The House of Lambert

June 1987 James Atlas
Arts Fair
The House of Lambert
June 1987 James Atlas

The House of Lambert

A familial tale of English culture

George Lambert was a celebrated Australian painter who immigrated to England around the turn of the century and made a name for himself in the London art world. His son Constant was a prominent composer who collaborated with Diaghilev, conducted, wrote journalism, and was the musical director of the Sadler's Wells Ballet. His son, Kit, discovered and managed the Who. Artistic talent ran in the family. So did a talent for self-destructiveness.

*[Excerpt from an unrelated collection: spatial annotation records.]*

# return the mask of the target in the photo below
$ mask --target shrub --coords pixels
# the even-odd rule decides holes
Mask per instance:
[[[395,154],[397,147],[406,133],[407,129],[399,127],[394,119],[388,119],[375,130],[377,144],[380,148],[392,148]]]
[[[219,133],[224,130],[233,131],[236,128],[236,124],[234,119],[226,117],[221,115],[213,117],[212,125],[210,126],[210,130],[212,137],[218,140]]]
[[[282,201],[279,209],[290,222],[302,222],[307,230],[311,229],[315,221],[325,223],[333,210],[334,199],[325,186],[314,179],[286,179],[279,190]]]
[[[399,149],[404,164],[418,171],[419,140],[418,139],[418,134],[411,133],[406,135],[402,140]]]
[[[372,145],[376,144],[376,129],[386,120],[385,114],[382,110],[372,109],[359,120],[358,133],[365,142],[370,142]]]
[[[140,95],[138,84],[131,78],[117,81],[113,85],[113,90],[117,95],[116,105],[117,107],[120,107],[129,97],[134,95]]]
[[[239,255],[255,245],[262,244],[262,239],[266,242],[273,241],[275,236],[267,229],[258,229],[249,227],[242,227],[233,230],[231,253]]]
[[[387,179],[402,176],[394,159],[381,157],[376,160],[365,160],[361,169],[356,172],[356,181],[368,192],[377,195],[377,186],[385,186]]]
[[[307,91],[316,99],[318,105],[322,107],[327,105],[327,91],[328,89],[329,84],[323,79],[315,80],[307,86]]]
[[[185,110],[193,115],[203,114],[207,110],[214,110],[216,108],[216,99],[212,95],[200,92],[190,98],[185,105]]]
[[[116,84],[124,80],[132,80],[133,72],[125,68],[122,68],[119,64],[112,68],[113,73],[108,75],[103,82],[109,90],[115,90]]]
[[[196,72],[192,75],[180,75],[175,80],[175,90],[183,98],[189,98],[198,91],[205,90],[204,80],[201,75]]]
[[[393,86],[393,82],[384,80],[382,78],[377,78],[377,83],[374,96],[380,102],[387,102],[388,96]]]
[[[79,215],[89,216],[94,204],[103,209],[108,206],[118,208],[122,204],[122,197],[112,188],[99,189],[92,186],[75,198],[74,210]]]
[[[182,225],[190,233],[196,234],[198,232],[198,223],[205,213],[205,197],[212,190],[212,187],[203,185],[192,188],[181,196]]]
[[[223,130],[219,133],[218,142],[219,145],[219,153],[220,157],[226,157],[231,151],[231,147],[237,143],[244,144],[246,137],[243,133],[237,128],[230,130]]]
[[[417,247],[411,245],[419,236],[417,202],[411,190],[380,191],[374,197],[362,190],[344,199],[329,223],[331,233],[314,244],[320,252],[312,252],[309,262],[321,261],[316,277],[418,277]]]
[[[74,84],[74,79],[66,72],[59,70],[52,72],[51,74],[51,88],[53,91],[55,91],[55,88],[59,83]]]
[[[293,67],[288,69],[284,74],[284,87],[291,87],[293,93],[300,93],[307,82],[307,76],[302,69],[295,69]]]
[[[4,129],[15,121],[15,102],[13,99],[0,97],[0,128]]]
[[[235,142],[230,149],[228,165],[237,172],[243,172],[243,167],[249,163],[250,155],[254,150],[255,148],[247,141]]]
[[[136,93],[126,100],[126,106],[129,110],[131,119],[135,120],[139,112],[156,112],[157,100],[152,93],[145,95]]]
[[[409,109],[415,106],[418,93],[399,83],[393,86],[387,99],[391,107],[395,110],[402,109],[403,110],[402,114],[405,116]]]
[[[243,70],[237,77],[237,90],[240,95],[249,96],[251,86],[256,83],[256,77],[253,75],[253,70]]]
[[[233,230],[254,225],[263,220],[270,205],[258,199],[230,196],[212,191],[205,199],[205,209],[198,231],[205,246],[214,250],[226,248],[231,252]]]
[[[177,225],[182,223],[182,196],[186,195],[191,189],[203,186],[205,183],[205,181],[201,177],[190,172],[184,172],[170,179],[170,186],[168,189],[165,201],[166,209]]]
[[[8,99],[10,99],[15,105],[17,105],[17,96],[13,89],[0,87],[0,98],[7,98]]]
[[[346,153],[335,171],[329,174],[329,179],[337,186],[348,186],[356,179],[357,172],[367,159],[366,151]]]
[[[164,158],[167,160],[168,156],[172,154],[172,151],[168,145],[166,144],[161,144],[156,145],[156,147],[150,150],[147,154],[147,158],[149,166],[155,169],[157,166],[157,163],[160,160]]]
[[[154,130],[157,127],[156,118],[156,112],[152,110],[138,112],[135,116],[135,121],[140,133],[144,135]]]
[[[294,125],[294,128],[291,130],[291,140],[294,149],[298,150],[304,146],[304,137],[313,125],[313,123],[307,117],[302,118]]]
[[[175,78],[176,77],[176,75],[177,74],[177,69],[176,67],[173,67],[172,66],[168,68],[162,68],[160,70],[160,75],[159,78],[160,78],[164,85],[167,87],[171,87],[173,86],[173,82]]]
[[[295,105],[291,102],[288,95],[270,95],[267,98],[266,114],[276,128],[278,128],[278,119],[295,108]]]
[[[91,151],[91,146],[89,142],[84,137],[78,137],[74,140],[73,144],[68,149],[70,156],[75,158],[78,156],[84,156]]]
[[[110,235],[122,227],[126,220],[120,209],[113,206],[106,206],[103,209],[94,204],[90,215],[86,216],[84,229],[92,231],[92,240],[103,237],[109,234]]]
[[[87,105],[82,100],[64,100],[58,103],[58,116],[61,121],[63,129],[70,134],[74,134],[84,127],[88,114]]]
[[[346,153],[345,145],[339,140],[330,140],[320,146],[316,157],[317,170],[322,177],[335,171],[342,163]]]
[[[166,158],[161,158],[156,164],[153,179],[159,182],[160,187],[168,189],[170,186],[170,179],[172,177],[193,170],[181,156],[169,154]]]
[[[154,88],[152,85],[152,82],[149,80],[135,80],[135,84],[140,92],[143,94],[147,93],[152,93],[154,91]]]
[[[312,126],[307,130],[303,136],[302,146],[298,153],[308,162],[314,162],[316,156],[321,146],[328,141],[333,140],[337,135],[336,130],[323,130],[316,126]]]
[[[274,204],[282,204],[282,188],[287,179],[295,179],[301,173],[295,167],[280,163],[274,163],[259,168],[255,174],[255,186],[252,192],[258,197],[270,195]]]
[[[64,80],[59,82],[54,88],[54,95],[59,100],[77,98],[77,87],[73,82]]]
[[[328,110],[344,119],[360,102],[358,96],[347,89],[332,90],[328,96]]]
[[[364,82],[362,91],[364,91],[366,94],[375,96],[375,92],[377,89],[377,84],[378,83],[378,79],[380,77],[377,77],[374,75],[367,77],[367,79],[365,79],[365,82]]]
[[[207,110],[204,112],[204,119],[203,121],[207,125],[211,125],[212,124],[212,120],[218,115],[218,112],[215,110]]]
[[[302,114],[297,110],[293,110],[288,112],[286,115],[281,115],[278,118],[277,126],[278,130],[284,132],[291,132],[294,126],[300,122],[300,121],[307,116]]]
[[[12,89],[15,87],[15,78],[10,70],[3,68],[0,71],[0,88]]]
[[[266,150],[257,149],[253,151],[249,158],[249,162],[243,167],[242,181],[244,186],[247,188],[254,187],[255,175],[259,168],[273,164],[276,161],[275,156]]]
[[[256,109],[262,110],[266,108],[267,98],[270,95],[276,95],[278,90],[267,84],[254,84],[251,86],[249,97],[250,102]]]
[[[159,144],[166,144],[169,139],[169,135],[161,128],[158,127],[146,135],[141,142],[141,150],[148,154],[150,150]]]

George and Constant, both dead in middle age, were heavy drinkers; Kit supplemented drink with drugs, and died at forty-five.

Andrew Motion's The Lamberts: George, Constant & Kit (Farrar, Straus and Giroux) is more than a collective biography—it's a book about twentieth-century English culture. The Lamberts knew everyone. George was clubbable, a society painter, a man-abouttown; Constant, who figures (as Moreland) in Anthony Powell's "A Dance to the Music of Time," was part of the chic Fitzrovia London of Nancy Cunard and Evelyn Waugh— "the vertiginous twenties," as Constant referred to that rambunctious era. The sixties, Kit's decade, were even more vertiginous. Motion's chronicle of coke inhaled and hotel rooms torn apart is drearily familiar, but his erudition is everywhere evident; an accomplished poet, he knows as much about classical music and art as he does about rock music. The Lamberts is a highbrow tour of low life, the portrait of a bohemian dynasty.